Hi Candace, by the way, lol! Long time no see! It's been awhile since I've been able to get around to reading blogs.

egan said...

I miss you and Daniel. I haven't seen The Golden Compass, but maybe I shouldn't and just read the book.

radioactive girl said...

ablondeblogger-if they had approached it as you did, I would have had no problem, it was the way the emails said that no good people would go see it, and it is like child abuse to show it to children. That was the part that made me mad.

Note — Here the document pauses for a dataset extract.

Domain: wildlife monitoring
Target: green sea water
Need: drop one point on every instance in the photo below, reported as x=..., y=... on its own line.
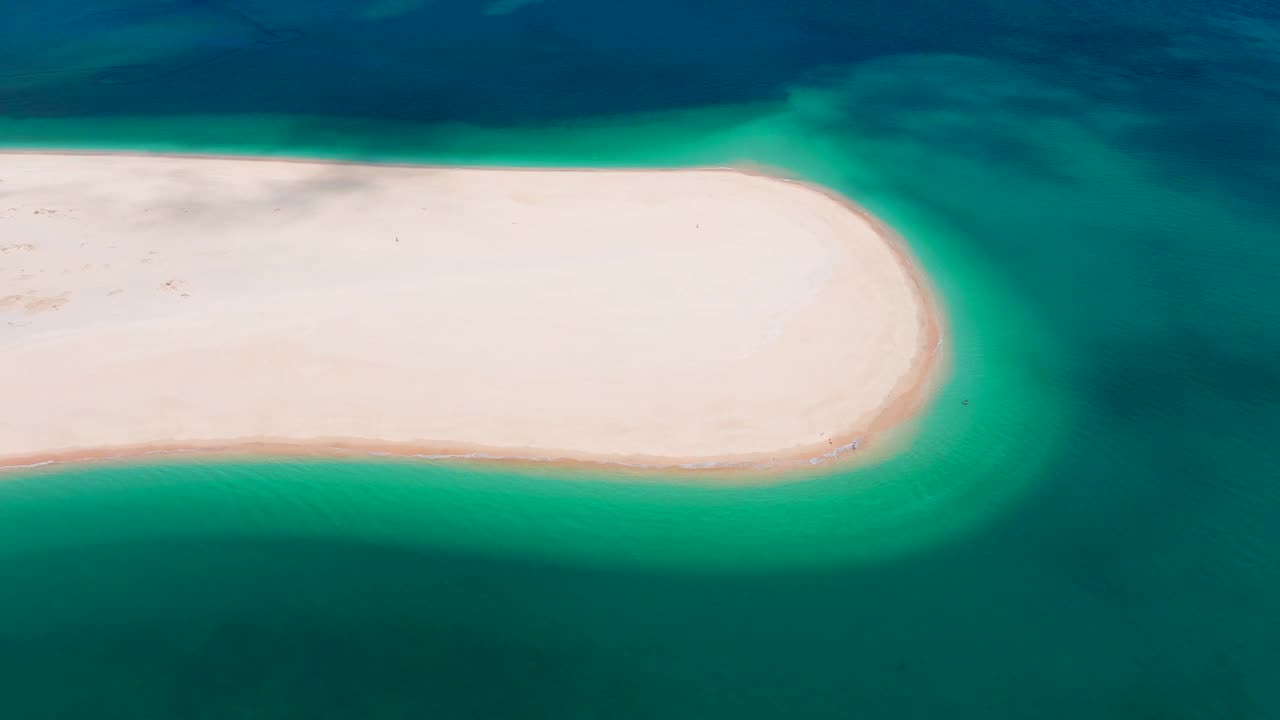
x=1092, y=191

I see nothing wrong with you giving your opinion or trying to warn someone of something they may not know. I respect your opinion, because you did not state it as fact, but as your opinion. It is totally fine with me if people do things differently from me as long as they don't tell me I NEED to do it their way in order to be a good person. Does that make any sense?

Candace said...

Dawn - Hi! I haven't been making the circuit very well myself, lately. :-P Hmmm, I haven't read any interviews with Philip Pullman saying he hates Christians, but I've heard people saying they heard someone else say it. I suspect it's like the whole Harry Potter thing - everything twisted out of proportion because, frankly, it's more exciting that way. :-). I heard terrible things about how evil the Harry Potter books were, and then I actually read one for myself and just had to laugh. (I love the books.)

Pullman is a materialist atheist who writes stories and fairy tales. He says of his books: "As for the "Authority" business, I've always made it clear that theocracy - the political exercise of religious authority, which is what the Magisterium in the story embodies - is a special example of the regrettable tendency of humankind to believe in "one size fits all" answers: to cling to the extreme of dogmatic fundamentalism whether religious or not. In fact (and I've pointed this out too many times to go through it all again) the purest example of theocracy in the twentieth century was Soviet Russia."

That said, if someone was uncomfortable about reading them, I certainly wouldn't want to make them do so. But I'd also hope that they wouldn't propogate opinions about them that they hadn't formed from personal experience with them. :)

Efo - If you're gonna read the book and see the film, I'd suggest watching the film first so the book doesn't spoil it for you. And lets face it; you're never going to make it through the book anyway because it's fiction. ^_^

Tori - Yes, I think it's important to differentiate facts from opinions. :)

ablondeblogger said...

~radioactivegirl - I couldn't agree more! I wish more people were open-minded and tolerant like you (on both sides of this or any issue)

~Candace- Do you mean me? (about propogating opinions). Believe me, I did a lot of research into it before I wrote the post that I did and I wouldn't just spread rumors. Here's a link to snopes that confirms he said he wanted to "kill God" in an interview:

http://www.snopes.com/politics/religion/compass.asp

"Pullman has left little doubt about his books' intended thrust in discussions of his works, such as noting in a 2003 interview that 'My books are about killing God' and in a 2001 interview that he was 'trying to undermine the basis of Christian belief.'"

Sorry to take up all that comment room, but I wanted you to see that I wasn't just pulling that out of my ass. :) I'm not one to jump on any sort of bandwagon and talk about an issue without knowing the facts first.

Again, if anyone wants to see it knowing what it's about, that's fine. I just felt that people should be aware of the agenda behind it and be able to make up their own minds while being fully informed. Hence why I wrote the post that I mentioned.

Candace said...

No, not if you have personal knowledge of them from reading what the author has to say. :) I'm talking about people who hear something from someone (who maybe heard it from someone else) and run with that ball. :) I heard a lot of ridiculous stuff about the HP books, the DaVinci Code and the Pullman books that turned out to be completely untrue.

I believe the "killing God" comments have been taken out of context as Pullman doesn't actually believe in God. I did read a good interview with him here.

I'm not saying that anyone has to agree with him. I certainly don't share his world view, but I think a lot of things were taken out of context.